進行非小細胞肺癌に対するEGFR-TKIとプラチナ併用療法に関する検証進む【ASCO2014】

加藤勇治

 進行非小細胞肺癌に対してEGFRチロシンキナーゼ阻害薬(EGFR-TKI)とプラチナ併用療法の評価が進んでいる。北海道大学呼吸器内科学分野の大泉聡史氏らは、6月3日までシカゴで開催された第50回米国臨床腫瘍学会(ASCO2014)で、EGFR-TKIとプラチナ併用療法の、同時投与と逐次交代療法を比較検討したNEJ005/TCOG0902試験の結果を報告した。

 EGFR遺伝子変異陽性非小細胞肺癌に対する1次治療としてEGFRチロシンキナーゼ阻害薬(EGFR-TKI)は標準的な化学療法よりも無増悪生存期間(PFS)を改善することが知られているが、近年、いくつかの報告により、EGFR遺伝子変異の有無にかかわらず非小細胞肺癌に対するEGFR-TKIとプラチナ併用療法が有効である可能性が示唆されるようになった。特にEGFR-TKIとペメトレキセドの組み合わせは有効性が期待される基礎的な検討結果がある。

 そこで同グループは、EGFR遺伝子変異陽性の非小細胞肺癌に対するゲフィチニブとシスプラチン+ペメトレキセドの有効性を検討するNEJ005/TCOG0902試験を実施した。

 主要評価項目はPFSで、副次評価項目として全生存期間(OS)、奏効率、安全性を設定した。

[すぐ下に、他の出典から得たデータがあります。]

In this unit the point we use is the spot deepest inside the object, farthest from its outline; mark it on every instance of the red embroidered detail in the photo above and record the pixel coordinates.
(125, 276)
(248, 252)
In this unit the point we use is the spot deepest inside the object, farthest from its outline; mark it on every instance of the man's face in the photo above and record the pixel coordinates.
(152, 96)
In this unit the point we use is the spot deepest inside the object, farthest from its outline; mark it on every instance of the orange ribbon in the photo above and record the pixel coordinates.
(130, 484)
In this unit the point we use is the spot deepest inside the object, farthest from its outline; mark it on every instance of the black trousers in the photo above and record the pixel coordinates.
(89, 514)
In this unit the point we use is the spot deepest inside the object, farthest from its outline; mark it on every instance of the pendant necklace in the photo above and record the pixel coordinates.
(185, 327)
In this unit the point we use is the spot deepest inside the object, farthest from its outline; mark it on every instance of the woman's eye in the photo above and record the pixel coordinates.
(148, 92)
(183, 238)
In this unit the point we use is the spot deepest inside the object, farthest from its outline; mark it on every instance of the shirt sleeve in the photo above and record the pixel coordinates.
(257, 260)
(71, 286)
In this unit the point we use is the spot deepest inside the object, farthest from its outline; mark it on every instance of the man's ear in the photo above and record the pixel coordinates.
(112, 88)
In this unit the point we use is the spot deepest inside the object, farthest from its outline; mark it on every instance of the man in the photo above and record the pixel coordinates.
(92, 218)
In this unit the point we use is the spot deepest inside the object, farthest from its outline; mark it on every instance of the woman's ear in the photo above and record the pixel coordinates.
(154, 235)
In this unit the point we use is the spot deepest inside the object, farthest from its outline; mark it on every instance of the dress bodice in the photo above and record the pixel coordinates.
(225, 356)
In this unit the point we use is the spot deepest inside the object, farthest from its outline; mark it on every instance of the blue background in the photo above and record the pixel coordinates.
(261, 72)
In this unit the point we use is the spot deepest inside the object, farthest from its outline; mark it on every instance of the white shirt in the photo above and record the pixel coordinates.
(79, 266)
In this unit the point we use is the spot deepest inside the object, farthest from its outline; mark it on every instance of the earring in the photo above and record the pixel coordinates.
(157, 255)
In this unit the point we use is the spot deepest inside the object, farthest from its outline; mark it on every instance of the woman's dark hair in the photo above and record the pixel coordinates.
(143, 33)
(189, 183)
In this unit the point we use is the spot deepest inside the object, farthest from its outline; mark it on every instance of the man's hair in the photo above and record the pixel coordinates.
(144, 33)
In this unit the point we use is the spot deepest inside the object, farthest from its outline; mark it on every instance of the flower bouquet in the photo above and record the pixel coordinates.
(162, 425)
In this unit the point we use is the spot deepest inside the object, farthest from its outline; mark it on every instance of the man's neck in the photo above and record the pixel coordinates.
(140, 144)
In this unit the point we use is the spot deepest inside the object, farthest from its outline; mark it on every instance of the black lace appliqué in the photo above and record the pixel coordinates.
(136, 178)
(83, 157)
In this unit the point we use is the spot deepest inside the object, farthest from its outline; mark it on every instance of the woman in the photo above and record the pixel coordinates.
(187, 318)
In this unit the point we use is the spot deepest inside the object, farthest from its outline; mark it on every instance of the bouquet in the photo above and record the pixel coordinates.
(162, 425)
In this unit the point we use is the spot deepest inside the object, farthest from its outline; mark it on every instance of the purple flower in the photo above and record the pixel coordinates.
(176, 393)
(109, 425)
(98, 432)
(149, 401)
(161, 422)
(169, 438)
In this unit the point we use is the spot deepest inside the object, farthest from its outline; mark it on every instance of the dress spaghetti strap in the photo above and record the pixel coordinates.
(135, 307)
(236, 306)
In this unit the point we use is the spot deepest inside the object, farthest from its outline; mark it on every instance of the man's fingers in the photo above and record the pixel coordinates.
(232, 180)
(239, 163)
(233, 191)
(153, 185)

 対象はステージ3B/4もしくは再発の化学療法未治療の非小細胞肺癌で、EGFR遺伝子変異を持つ患者とした。T790M変異を持つ症例、脳転移例などは除外した。

 80例を、導入療法としてゲフィチニブ+カルボプラチン+ペメトレキセドを行い、その後、維持療法としてゲフィチニブ+ペメトレキセドを病勢進行まで継続する同時投与群と、導入療法としてゲフィチニブを8週投与した後、カルボプラチン+ペメトレキセドを2サイクル投与し、維持療法としてゲフィチニブ8週投与後にペメトレキセドを2サイクル投与する交代療法を病勢進行まで継続する逐次交代療法群にランダムに割り付けた。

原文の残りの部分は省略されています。